All week Benjamin told me that he did not want to attend the Halloween party put on for life skills kids at his old school. That was
fine. He is eighteen now. But yesterday the first words out of his mouth expressed a change of heart.
"I do want to go."
Later that afternoon we were chatting about the event with his therapist when he leaped up and headed upstairs. He swaggered down a few minutes later in a pair of jeans, boots, a plaid shirt, cowboy hat, and the Woody vest I made him when he was ten. It was snug.
We
laughed, and I invited his therapist to pull the retractable cord on the back of his vest. When she did, he smiled broadly.
"Reach for the sky."
For a child whose thyroid is purely decorative, I am thrilled to see that the vest no longer fits. Ben takes a hormone supplement each day, called levothyroxine, which reminds his body to grow. Not that he is getting any taller than the five nine he has already achieved, but the internal changes keep him vibrant.

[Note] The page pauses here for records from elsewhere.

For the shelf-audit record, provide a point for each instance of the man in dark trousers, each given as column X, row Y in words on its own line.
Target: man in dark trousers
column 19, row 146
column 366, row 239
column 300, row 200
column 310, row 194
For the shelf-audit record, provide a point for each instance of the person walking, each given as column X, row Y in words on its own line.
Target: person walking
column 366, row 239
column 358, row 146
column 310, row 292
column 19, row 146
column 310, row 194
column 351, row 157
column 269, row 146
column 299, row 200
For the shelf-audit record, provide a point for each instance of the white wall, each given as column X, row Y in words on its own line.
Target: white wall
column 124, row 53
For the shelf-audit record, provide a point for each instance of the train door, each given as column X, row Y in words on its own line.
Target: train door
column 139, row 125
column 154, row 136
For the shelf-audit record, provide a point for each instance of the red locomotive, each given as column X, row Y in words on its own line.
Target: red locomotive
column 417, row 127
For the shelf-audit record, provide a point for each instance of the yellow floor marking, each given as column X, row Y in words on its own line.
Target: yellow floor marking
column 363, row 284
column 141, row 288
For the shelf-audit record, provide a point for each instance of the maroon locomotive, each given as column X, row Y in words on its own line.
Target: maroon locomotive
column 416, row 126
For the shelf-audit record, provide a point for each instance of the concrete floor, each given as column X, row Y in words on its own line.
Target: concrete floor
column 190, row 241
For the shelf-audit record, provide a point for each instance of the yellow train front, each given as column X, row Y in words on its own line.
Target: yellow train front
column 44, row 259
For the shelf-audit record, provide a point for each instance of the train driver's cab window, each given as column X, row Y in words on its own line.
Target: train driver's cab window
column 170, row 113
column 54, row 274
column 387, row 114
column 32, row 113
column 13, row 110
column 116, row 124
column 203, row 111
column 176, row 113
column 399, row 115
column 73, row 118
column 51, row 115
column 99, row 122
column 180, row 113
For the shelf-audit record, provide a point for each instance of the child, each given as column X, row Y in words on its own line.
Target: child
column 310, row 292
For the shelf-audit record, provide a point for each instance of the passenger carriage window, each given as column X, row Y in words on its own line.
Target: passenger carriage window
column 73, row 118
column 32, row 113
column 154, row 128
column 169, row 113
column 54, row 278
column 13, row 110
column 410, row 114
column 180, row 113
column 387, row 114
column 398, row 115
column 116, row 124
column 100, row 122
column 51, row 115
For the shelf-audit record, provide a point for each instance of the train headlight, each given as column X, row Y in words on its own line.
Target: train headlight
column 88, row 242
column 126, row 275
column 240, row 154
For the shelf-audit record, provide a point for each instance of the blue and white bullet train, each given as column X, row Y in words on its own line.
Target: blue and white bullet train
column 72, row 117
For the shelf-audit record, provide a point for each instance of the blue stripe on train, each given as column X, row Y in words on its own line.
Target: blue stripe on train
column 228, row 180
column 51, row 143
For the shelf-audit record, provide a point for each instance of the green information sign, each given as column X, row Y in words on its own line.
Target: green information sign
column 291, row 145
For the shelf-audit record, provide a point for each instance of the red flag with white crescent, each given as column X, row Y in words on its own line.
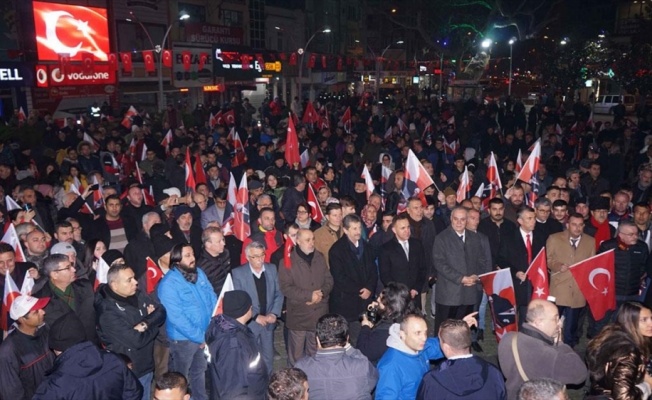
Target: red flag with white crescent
column 154, row 275
column 315, row 210
column 292, row 146
column 499, row 287
column 537, row 273
column 241, row 227
column 595, row 277
column 369, row 183
column 10, row 294
column 190, row 177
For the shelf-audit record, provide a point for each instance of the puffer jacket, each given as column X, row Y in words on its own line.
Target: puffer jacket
column 237, row 368
column 189, row 306
column 630, row 265
column 216, row 268
column 117, row 317
column 86, row 372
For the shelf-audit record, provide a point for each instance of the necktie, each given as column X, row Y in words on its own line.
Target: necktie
column 574, row 243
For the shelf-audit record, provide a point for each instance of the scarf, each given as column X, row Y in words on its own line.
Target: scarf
column 602, row 233
column 189, row 274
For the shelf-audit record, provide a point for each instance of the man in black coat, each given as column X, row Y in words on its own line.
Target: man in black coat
column 354, row 275
column 402, row 259
column 81, row 370
column 514, row 255
column 129, row 321
column 67, row 294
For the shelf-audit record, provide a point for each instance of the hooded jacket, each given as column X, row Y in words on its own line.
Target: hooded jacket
column 117, row 317
column 237, row 369
column 401, row 368
column 85, row 372
column 469, row 378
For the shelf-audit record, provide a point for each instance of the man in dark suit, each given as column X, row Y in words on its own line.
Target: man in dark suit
column 402, row 259
column 260, row 280
column 514, row 254
column 459, row 259
column 354, row 275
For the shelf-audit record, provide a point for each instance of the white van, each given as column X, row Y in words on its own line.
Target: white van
column 604, row 104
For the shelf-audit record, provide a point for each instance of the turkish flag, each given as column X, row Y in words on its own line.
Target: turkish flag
column 148, row 59
column 113, row 61
column 537, row 273
column 154, row 275
column 499, row 288
column 292, row 155
column 64, row 62
column 202, row 60
column 346, row 120
column 229, row 117
column 369, row 183
column 315, row 210
column 310, row 116
column 88, row 63
column 126, row 62
column 10, row 294
column 200, row 174
column 241, row 228
column 167, row 58
column 187, row 58
column 595, row 277
column 190, row 177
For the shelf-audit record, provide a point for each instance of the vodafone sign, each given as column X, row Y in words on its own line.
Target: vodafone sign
column 70, row 29
column 51, row 75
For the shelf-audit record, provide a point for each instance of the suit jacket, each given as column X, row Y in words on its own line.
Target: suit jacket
column 513, row 255
column 454, row 260
column 351, row 275
column 559, row 251
column 243, row 279
column 394, row 266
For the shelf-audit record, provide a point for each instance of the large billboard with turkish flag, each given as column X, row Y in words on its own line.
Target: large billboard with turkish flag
column 70, row 30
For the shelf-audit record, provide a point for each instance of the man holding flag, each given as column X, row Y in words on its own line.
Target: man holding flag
column 563, row 250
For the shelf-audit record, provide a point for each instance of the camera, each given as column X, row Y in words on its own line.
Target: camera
column 372, row 314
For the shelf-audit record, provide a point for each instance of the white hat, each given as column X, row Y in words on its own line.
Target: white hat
column 24, row 304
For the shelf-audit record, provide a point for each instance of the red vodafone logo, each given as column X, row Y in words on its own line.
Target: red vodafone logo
column 51, row 75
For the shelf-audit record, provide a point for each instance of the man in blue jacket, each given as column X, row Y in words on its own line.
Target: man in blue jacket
column 189, row 300
column 462, row 375
column 407, row 359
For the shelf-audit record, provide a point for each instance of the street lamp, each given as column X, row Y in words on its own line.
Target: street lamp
column 302, row 52
column 158, row 49
column 379, row 66
column 511, row 46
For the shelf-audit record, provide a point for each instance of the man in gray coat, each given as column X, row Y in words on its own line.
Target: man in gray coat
column 459, row 258
column 337, row 371
column 260, row 280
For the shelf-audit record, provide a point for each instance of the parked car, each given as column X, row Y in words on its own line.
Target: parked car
column 604, row 104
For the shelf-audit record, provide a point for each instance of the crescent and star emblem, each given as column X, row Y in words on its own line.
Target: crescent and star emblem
column 596, row 272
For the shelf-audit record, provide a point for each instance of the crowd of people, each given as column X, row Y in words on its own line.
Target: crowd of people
column 349, row 272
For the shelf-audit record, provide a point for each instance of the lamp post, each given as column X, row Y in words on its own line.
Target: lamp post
column 158, row 49
column 302, row 52
column 511, row 47
column 379, row 66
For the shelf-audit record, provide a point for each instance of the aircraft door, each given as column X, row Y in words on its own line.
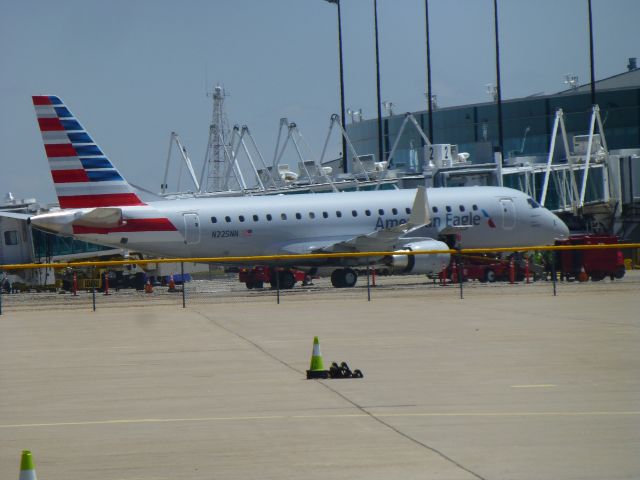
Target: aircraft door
column 508, row 213
column 191, row 228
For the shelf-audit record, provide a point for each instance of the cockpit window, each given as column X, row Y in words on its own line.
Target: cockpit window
column 533, row 203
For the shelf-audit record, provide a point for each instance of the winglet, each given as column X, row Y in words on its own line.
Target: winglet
column 420, row 209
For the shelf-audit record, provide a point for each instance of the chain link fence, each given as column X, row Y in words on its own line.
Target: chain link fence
column 221, row 285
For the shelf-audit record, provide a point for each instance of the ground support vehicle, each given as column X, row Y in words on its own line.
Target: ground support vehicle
column 256, row 277
column 594, row 264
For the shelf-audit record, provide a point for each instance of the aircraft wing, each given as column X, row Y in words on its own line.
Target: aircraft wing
column 106, row 217
column 378, row 240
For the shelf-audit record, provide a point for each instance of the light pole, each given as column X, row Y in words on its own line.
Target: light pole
column 379, row 102
column 498, row 84
column 593, row 76
column 342, row 113
column 429, row 94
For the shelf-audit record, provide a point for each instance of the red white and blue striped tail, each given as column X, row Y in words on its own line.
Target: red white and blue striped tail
column 83, row 175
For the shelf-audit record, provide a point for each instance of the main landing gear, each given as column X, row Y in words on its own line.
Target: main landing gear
column 344, row 278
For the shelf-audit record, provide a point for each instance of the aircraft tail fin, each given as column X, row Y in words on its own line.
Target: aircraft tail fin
column 83, row 176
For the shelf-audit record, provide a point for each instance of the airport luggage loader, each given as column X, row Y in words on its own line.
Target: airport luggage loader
column 594, row 264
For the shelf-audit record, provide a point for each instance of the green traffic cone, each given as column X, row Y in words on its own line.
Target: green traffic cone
column 316, row 370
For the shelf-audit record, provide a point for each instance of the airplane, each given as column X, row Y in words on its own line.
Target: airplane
column 98, row 205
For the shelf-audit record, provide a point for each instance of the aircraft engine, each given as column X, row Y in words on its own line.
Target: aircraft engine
column 404, row 264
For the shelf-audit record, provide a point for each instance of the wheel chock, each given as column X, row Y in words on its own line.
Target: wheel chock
column 311, row 374
column 343, row 371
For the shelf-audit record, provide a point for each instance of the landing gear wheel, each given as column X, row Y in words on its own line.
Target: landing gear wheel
column 344, row 278
column 337, row 278
column 350, row 277
column 287, row 280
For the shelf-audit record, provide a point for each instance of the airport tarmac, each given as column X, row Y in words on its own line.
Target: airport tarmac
column 506, row 384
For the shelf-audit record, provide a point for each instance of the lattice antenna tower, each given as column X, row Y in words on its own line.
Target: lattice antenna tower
column 219, row 134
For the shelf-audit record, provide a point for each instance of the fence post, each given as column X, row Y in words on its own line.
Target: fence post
column 184, row 286
column 368, row 282
column 553, row 271
column 93, row 287
column 460, row 273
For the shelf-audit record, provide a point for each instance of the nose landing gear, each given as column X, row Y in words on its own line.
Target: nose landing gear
column 344, row 278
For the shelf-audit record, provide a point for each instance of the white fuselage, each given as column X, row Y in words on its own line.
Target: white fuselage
column 267, row 225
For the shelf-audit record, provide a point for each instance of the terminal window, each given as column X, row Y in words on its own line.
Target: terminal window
column 11, row 237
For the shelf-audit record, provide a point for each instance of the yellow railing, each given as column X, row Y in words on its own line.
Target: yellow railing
column 265, row 259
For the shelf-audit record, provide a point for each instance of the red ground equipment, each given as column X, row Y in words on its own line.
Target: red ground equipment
column 491, row 269
column 596, row 264
column 257, row 276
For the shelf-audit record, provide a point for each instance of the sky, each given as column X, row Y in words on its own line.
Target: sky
column 132, row 71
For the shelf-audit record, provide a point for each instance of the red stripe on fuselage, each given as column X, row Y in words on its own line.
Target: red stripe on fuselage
column 41, row 100
column 69, row 176
column 131, row 225
column 50, row 124
column 60, row 150
column 105, row 200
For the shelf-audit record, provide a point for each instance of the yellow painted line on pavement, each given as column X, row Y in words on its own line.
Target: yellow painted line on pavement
column 326, row 416
column 549, row 385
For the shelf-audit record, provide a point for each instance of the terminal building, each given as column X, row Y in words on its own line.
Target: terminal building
column 608, row 199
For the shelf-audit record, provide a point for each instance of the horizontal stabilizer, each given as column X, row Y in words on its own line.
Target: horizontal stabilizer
column 107, row 217
column 17, row 216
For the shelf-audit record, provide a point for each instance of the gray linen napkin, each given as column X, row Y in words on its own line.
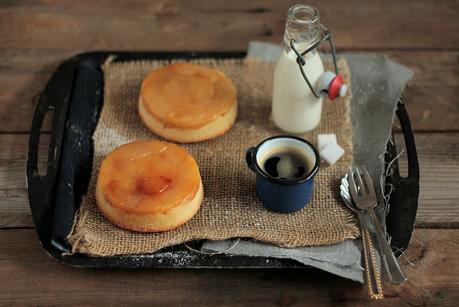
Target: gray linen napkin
column 376, row 82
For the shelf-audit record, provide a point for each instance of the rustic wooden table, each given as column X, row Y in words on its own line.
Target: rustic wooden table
column 35, row 36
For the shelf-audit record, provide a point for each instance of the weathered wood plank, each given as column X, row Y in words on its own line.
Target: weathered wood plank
column 431, row 97
column 433, row 280
column 217, row 25
column 438, row 156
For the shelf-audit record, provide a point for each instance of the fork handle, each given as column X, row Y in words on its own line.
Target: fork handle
column 393, row 269
column 372, row 275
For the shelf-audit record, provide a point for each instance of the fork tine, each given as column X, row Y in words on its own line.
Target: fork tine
column 352, row 187
column 359, row 181
column 368, row 181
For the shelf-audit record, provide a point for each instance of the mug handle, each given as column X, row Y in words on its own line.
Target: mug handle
column 249, row 157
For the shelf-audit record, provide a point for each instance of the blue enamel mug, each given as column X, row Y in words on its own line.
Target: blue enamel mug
column 283, row 195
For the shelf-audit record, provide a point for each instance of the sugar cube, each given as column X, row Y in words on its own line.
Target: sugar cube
column 331, row 153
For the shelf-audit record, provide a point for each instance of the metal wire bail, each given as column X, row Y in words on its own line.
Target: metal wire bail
column 325, row 36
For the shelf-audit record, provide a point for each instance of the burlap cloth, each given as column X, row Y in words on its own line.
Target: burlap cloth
column 231, row 207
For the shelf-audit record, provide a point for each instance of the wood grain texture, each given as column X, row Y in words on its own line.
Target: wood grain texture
column 221, row 25
column 50, row 283
column 431, row 96
column 438, row 157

John and I went out for lunch with a couple we love. They talked about the idea of marriage having within it a series a marriages, that mark the evolution of their relationship. It affirms the idea that a marriage is not created in a day, any more than an oak tree is.
But they do, in small increments, allow us to reach for the sky.
"A seedling does not grow up into a mature tree in a single day. First there is a seed, then a root, then a shoot, which develops into a trunk; then branches come out of that and develop leaves and finally flowers and fruit. Wheat and barley do not spring up ready for harvest in a single day. A home is not built in a single day. We do not become full grown in a single day; reaching wisdom takes us even longer. The church is not established let alone perfected in a single
day. We will make no progress toward a goal unless we first make a start."